Saturday, January 12

#119.

xpy! i want a whole shelf of carebears too :D
i just found a site which sells carebears. there's cheer bear, love-a-lot bear, bedtime bear, tenderheart bear, harmony bear, bashful heart bear, wish bear, share bear BUT NO FUNSHINE bear.

how can they not have funshine! :(

oh but i quit online shopping already! for good (: i havent been visiting spree sites or looking at the mailing list updates for about a month YAY :D so far so good. so i better not start buying carebears online. mummy will jussssst flip. HAHAHA. but i still want a shelf of carebears!

and huiwen told me ntu popular sells carebears. ntu is so hip! (cos they sell carebears hurhur) anyway, i finally stepped into pulau ntu when i went there for canoepolo 3 on 3. its indeed pulau no doubt, but i kinda like the place. so much greenery! :D

school starts in 2 days time. i have a 3 day week this sem :D monday tuesday and thursday. and tuesdays and thursdays are my training days. perfecto. and because i took 5 core biz modules last sem, im taking only 3 core this sem. one other is some health module at medicine and the last is some natural heritage module at science which makes you go on field trips! HAHA. and the good thing is don, debre and qinwei are taking it as well (: YAYness.

well well. i should blog in more detail about the year which just passed. otherwise my dec 28th entry wont do it any justice at all, especially if my already-very-short term memory fails me terribly.

january marked the beginning of a brand new year. my new affiliation with PageOne. i made friends there, a few good ones even. it was a good first-time job experience because of the wonderful people there, despite the politics of the people up there. people below are always happy people (:

going to nus, doing biz. finally something that i had always wanted. having wanjou with me is such a blessing (:

becoming part of nus canoepolo.
getting to know debre is another blessing. and of cos having susan around again is truly truly wonderful. even though i used to call her 'boring old hag' during our rv days, complaining that she needs 10 missed calls before replying to 1 sms, ass i really appreciate you (:
not forgetting everyone else who i've been seeing so often lately - qinwei zit pb audrey don sid jan :DDD i never expected that much from joining polo. like initially i felt nothing can ever match up to what hCanoe was. but i think its close to that already (: you cant compare the two, but they're both equally great. thats my love (: people who keep you going.

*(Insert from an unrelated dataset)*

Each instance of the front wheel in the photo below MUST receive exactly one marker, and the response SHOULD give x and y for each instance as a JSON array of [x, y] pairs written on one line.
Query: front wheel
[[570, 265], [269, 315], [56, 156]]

and quoting Happy Friend, yours truly got in and out of a relationship even before meeting up with her. and actually many others too. hahaha that sounds short, fast and bad? but it felt kinda longggg. and of course i emerged wiser from it all. and i really mean all. there's just too much complications and implications. which called for decisions to be made. one fine day susan asked me where has my decisiveness gone to. i told her ive always been decisive because im impulsive. and i still believe that impulse drives things, and you need that drive to make the world go round.

i have a new good friend. who has made me seen the world. hahaha. the path from xhz to a mature xhz! and the world isnt a happy place like i used to think. fucked up people are everywhere. i just hope i will never get to know any. and i hope new good friend is happy.

i am happy that old good friend still cares about me. when i thought he didnt. he would say that i need to become more independent. admiration aside, im beginning to think that he'd become a wise old man before he really becomes old.

and this year, i resolve to keep in touch and meet up with as many people as many times as possible (: 9p, 4G and 6A. people who keep me alive!

1 comment:

Anonymous said...

i hope the days come easy and the moments past slow, and each road leads yoo where yoo wanna go, and if your faced with a choice, and yoo have to choose, i hope yoo choose the one that means the most to yoo. and if one door opens to another door closed, i hope yoo keep walkin' till yoo find the window, if it's cold outside, show the world the warmth of your smile. but more than anything, more than anything.. my wish, for yoo, is that this life, becomes all that yoo want it to, your dreams stay big, your worries stay small, yoo never need to carry more than yoo can hold, and while your out there getting where your getting to, i hope yoo know somebody loves yoo, and wants the same things to, yeah, this, is my wish.